Mike, with WinXP/Pro, completed the survey; after a few false starts, he had wireless connectivity.
I tried with this Pismo/G4. Started with Safari; message after I completed the survey? “Access Denied.” Tried next with Mozilla; same result.
Next up – MSIE. Note that none of the survey pages loaded images for the Mac (it loaded images for XP) — regardless of browser.
But MSIE was promising. The JSP application seemed to be working … I even got a “popup” with a button for high speed access … but one more time the message in the primary window was Access Denied.
Adding insult to injury, I clicked the “go to high speed access” button in the popup, only to be told that I had one minute of service remaining.
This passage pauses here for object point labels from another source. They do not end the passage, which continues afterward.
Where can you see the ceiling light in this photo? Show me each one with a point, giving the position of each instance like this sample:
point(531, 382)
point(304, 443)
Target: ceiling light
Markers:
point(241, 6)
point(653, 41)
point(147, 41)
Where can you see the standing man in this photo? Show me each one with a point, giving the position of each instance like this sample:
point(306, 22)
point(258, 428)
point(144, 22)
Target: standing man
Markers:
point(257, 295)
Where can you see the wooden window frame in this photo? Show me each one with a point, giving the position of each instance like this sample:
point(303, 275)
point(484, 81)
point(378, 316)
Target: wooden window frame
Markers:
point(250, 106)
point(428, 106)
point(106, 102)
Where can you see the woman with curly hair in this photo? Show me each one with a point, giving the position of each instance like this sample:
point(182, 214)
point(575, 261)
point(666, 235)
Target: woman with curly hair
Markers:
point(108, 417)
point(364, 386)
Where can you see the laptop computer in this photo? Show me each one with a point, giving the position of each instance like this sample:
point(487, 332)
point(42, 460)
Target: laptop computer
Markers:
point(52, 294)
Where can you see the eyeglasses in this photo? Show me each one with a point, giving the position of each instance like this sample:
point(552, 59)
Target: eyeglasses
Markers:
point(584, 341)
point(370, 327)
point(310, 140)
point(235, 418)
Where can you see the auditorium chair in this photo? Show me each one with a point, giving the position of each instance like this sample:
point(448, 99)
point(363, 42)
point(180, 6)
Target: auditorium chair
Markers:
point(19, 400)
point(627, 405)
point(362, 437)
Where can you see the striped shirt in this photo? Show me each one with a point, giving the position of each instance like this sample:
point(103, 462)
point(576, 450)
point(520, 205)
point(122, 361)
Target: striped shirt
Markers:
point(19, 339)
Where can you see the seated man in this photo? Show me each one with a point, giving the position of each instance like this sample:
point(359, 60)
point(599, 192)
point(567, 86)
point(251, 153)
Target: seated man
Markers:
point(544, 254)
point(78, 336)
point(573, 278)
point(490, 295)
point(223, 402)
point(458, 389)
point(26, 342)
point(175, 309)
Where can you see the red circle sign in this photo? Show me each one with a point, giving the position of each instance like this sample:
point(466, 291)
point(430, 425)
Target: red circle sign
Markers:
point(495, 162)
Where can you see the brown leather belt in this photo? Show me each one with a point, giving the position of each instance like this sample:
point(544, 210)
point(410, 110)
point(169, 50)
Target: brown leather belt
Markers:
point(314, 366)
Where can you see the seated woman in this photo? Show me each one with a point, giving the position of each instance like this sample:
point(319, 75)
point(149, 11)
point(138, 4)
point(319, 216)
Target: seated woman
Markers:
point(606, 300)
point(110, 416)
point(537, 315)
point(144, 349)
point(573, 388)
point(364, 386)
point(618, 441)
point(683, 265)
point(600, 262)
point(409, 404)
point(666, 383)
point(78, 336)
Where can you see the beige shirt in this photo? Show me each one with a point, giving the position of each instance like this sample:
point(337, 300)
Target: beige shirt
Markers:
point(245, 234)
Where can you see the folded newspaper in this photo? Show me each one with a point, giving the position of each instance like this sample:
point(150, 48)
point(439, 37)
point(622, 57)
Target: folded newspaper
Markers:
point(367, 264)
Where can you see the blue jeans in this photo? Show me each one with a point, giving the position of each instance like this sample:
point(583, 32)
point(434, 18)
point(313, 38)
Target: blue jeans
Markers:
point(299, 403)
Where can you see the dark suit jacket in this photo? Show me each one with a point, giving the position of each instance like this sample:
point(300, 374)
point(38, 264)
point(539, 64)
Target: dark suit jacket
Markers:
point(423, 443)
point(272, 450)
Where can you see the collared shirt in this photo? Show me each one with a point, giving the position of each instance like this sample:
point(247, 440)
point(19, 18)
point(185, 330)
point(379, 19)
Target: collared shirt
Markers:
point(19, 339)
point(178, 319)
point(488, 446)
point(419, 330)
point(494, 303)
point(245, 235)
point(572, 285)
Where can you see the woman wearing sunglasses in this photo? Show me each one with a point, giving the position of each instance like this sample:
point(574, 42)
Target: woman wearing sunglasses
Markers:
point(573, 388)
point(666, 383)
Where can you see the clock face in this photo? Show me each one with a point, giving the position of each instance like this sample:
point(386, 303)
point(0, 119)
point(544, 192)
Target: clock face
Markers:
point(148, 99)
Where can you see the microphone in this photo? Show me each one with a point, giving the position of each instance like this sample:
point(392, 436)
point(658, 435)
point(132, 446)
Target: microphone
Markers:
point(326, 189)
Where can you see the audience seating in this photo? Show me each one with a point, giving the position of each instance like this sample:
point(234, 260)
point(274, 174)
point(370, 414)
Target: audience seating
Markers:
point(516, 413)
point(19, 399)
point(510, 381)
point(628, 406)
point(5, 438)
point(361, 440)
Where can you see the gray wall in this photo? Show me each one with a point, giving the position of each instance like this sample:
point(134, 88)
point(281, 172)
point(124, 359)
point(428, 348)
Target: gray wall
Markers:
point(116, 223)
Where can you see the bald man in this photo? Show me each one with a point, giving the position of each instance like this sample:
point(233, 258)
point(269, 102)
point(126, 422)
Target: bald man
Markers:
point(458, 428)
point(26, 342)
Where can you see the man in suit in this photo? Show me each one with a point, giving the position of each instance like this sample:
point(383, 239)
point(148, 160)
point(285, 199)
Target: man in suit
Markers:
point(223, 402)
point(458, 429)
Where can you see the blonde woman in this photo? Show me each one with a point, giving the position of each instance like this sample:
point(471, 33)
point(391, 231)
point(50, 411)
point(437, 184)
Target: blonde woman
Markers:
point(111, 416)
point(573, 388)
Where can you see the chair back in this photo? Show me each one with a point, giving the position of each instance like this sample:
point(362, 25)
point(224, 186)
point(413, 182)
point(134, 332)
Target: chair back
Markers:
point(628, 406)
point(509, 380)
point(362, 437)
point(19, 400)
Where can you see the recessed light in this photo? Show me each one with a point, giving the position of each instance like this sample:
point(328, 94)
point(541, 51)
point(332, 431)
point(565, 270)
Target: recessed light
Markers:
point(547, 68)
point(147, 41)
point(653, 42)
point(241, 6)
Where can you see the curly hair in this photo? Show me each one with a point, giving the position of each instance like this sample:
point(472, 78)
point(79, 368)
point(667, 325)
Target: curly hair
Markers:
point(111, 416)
But I had no connection!
I waited at the reception desk to complain to the manager on duty. She commiserated. (I told her I understood that it wasn’t her problem, but that it was very irritating.) She offered to comp us wired connectivity for the evening. Great!
We had packed a hub so that we could work at the same time. Tonight we learned that it’s not $14.95 for the ROOM; it’s $14.95 for each MACHINE. So this hotel wants the equivalent of five months DSL for nine days of service for two laptops. Incredible.
What’s more incredible is that business people are probably paying this and their accounting departments are saying “OK, it’s a business expense.”
I contend that this high-speed pricing model is unsustainable. It’s extortion.
The WiFi pricing model does not work either: there is no competition for service in the hotel. This sad state of affairs exists despite the fact that there seem to be hot spots everywhere around the hotel. We could get Verizon (a phone booth? huh?) or go to MacDonald’s or go to a coffeeshop. Most other service options have pricing plans that include a reduced rate for multiple-day service. Heck, with Verizon it’s free if you have their dial up or DSL service.
But you have to be able to conveniently access the service.
Fortunately, the host committee for WWW2004 owns transponders. Each meeting room at the hotel has wireless connectivity during “conference hours.” But that means that attendees who need to work at night are still stuck with the hotel’s monopoly pricing if they want to work in the comfort of their room.
Conference planners, listen up. Negotiate free (or reduced price) connectivity for your convention attendees. Especially when those folks are computer professionals.